The chapters on how to deal with the media, use consultants and make corporate social responsibility (CSR) a core part of the company’s strategy don’t cover much new ground but are eminently practical and would be useful to the entrepreneur trying to scale up his enterprise.

Two Weaknesses

While the book is eminently readable and has a tone that is Subroto's very own, I found his coverage of two issues unconvincing, or at least lacking in details. In a way the two are related. If you read Subroto's earlier book, The High Performance Entrepreneur, you would recall how Mindtree decided on its core values through a consultative process with its stakeholders. Mindtree was conceived as a warm and caring company; its logo was designed by youngsters from the spastic school.

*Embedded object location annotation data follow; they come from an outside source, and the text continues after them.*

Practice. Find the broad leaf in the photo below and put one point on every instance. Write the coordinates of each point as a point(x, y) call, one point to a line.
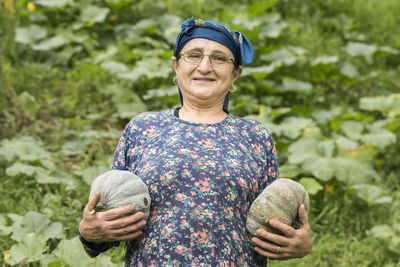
point(311, 185)
point(72, 253)
point(94, 14)
point(292, 127)
point(353, 172)
point(19, 168)
point(75, 147)
point(52, 3)
point(51, 43)
point(23, 148)
point(352, 129)
point(349, 70)
point(34, 222)
point(380, 103)
point(30, 34)
point(372, 194)
point(382, 231)
point(322, 168)
point(289, 84)
point(31, 247)
point(301, 150)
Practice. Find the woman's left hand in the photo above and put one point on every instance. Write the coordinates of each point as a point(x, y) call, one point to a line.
point(293, 244)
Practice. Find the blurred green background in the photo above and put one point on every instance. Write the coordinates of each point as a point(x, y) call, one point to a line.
point(325, 81)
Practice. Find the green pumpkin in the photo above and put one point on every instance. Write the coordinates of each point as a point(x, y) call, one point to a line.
point(121, 188)
point(281, 201)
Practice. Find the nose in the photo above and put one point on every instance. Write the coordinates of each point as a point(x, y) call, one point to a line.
point(205, 64)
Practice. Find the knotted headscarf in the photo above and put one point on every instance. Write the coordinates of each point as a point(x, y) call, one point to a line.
point(235, 41)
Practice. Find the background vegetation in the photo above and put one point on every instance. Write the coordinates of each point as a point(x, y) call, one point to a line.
point(325, 80)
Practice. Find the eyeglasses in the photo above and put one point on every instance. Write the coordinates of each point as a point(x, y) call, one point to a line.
point(195, 57)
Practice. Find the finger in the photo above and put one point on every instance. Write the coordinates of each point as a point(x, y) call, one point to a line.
point(303, 216)
point(287, 230)
point(265, 245)
point(271, 255)
point(272, 238)
point(93, 201)
point(116, 213)
point(127, 221)
point(130, 236)
point(129, 229)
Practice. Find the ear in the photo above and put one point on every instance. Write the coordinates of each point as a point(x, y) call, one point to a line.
point(175, 63)
point(236, 73)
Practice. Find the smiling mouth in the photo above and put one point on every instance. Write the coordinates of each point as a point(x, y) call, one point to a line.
point(204, 79)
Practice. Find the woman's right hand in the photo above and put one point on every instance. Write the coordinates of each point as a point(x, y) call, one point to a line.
point(110, 225)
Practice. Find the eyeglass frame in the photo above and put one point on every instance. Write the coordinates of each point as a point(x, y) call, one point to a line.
point(209, 59)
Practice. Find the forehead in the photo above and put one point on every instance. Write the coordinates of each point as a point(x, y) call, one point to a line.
point(206, 46)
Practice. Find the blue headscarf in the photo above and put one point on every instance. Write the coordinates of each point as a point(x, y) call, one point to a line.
point(235, 41)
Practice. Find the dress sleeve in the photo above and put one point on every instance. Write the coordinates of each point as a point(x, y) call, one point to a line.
point(92, 249)
point(120, 162)
point(270, 165)
point(121, 159)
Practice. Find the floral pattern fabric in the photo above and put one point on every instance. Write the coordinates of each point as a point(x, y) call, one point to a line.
point(202, 180)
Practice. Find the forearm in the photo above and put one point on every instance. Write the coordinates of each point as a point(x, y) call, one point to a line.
point(93, 249)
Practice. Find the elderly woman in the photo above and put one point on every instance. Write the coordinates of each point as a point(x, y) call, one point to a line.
point(203, 166)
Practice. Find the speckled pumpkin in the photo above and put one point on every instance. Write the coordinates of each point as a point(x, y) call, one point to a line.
point(281, 201)
point(121, 188)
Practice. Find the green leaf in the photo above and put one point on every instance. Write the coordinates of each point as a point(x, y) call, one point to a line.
point(324, 60)
point(34, 222)
point(372, 194)
point(361, 49)
point(349, 70)
point(19, 168)
point(31, 247)
point(261, 71)
point(75, 147)
point(324, 116)
point(30, 34)
point(51, 3)
point(5, 229)
point(353, 172)
point(72, 253)
point(301, 150)
point(382, 231)
point(352, 129)
point(284, 56)
point(292, 127)
point(51, 43)
point(380, 103)
point(289, 171)
point(311, 185)
point(115, 67)
point(272, 30)
point(380, 139)
point(345, 143)
point(153, 67)
point(94, 14)
point(326, 148)
point(290, 85)
point(322, 168)
point(23, 148)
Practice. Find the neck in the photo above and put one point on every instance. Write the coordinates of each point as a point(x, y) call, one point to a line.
point(202, 115)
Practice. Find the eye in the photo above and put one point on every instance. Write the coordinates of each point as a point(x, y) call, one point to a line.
point(194, 55)
point(219, 59)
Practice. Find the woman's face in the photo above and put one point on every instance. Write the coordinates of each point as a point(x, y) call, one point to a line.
point(202, 83)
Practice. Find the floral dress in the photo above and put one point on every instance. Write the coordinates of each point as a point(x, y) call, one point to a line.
point(202, 180)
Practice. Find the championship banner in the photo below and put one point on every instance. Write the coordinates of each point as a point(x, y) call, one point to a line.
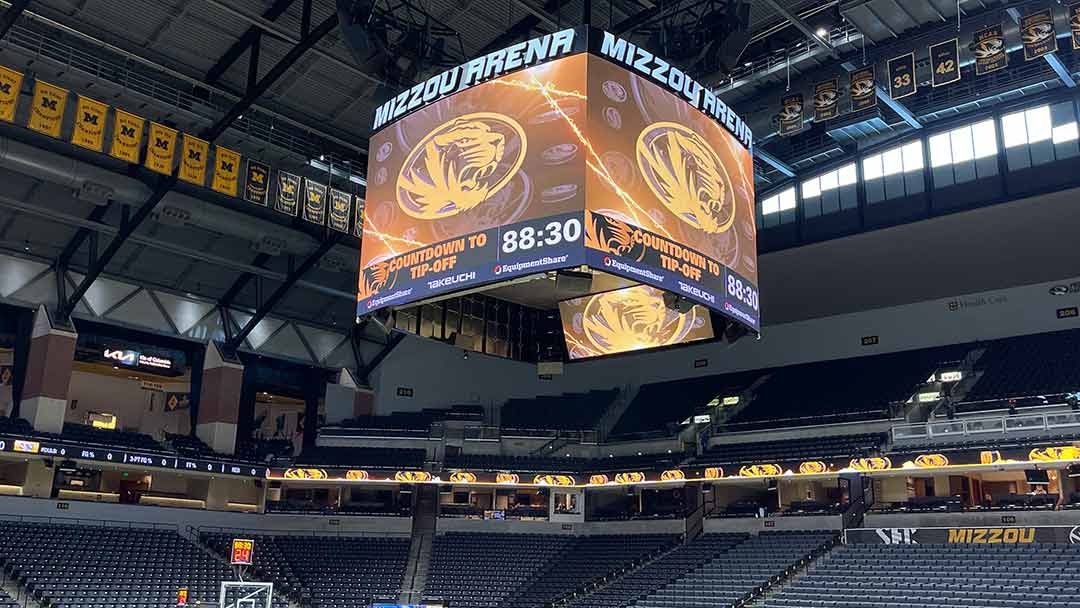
point(46, 113)
point(89, 131)
point(257, 183)
point(993, 535)
point(226, 171)
point(1074, 12)
point(988, 46)
point(194, 154)
point(863, 89)
point(945, 59)
point(126, 136)
point(340, 203)
point(160, 149)
point(358, 225)
point(902, 81)
point(826, 99)
point(791, 115)
point(1038, 34)
point(314, 202)
point(11, 85)
point(288, 193)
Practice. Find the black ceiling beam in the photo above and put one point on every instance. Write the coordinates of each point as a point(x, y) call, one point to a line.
point(282, 291)
point(165, 184)
point(245, 41)
point(11, 15)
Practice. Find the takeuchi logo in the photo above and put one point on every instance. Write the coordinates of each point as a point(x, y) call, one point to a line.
point(687, 175)
point(459, 164)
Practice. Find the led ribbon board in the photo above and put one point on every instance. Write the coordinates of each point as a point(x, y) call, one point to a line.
point(574, 148)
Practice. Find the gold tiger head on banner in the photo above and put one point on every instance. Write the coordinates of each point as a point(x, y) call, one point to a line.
point(305, 474)
point(931, 460)
point(760, 471)
point(812, 468)
point(634, 477)
point(873, 463)
point(687, 175)
point(462, 477)
point(507, 478)
point(459, 164)
point(553, 481)
point(1063, 453)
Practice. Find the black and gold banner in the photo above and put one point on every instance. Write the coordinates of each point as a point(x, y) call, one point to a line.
point(902, 82)
point(257, 183)
point(288, 193)
point(1038, 34)
point(358, 225)
point(791, 113)
point(160, 149)
point(945, 61)
point(89, 131)
point(826, 99)
point(11, 85)
point(126, 136)
point(1074, 12)
point(314, 202)
point(46, 113)
point(340, 203)
point(863, 89)
point(988, 46)
point(226, 171)
point(194, 156)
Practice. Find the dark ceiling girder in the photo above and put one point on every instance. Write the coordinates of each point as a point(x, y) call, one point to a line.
point(11, 15)
point(282, 291)
point(210, 134)
point(248, 38)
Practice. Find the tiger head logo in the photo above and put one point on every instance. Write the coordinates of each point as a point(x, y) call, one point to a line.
point(460, 164)
point(687, 175)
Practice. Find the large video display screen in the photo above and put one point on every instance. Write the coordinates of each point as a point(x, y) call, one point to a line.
point(483, 186)
point(671, 194)
point(629, 320)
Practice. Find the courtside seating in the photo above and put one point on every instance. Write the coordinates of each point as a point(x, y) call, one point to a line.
point(732, 575)
point(935, 576)
point(109, 567)
point(326, 571)
point(584, 561)
point(638, 583)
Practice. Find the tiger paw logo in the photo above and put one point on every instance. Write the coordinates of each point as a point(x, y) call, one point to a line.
point(460, 164)
point(687, 175)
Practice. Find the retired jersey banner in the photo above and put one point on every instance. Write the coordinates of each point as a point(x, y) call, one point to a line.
point(826, 100)
point(990, 535)
point(194, 154)
point(340, 203)
point(314, 202)
point(11, 85)
point(89, 131)
point(46, 113)
point(902, 81)
point(945, 61)
point(226, 171)
point(863, 89)
point(160, 149)
point(287, 200)
point(1038, 34)
point(126, 136)
point(257, 183)
point(791, 113)
point(988, 46)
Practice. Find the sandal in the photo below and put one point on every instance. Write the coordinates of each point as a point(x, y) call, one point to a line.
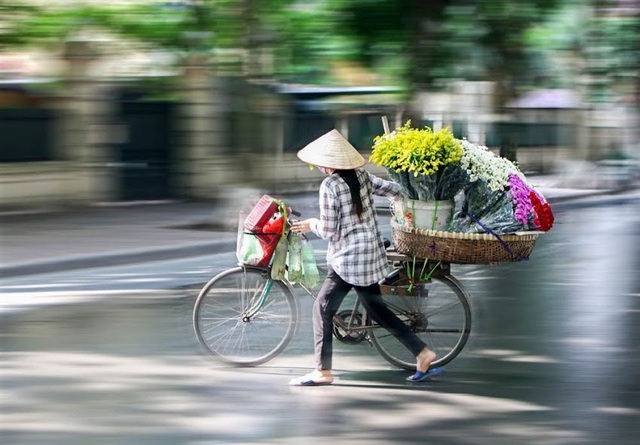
point(420, 376)
point(312, 379)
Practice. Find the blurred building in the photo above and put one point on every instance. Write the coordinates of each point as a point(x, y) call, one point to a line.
point(109, 121)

In The Elephant Catchers, Subroto describes how expertise, being businesslike and adding value became critical attributes as Mindtree tried to scale. This led to a re-definition of Mindtree’s core values as well as a change in the external branding and positioning. But the book doesn't tell you how these changes were effected in the heart and soul of the company. If merely re-stating values changed organizations, change would be child's play. Similarly, for a brand to be successful, it has to be much more than external communication – customers have to experience the brand for themselves in every interaction with the company. But the book doesn’t complete the picture on these points.

From discussions with him, I know that Subroto has very sophisticated ideas on organizational change. He even played the curiously named role of “Gardener” for a few years in which his focus was on building the next generation of leadership at Mindtree. In The Elephant Catchers, he describes how individuals need to scale along with the company, and if they fail to do so they may not be a part of the longterm plans of the company. But, somehow, he hasn’t tied these different threads together, and hence the reader doesn’t get a holistic picture of the change process.

But, I would still recommend this book for its useful insights and triggers for fresh thinking, and above all for an opportunity to hear first-hand from one of the best business storytellers of our time.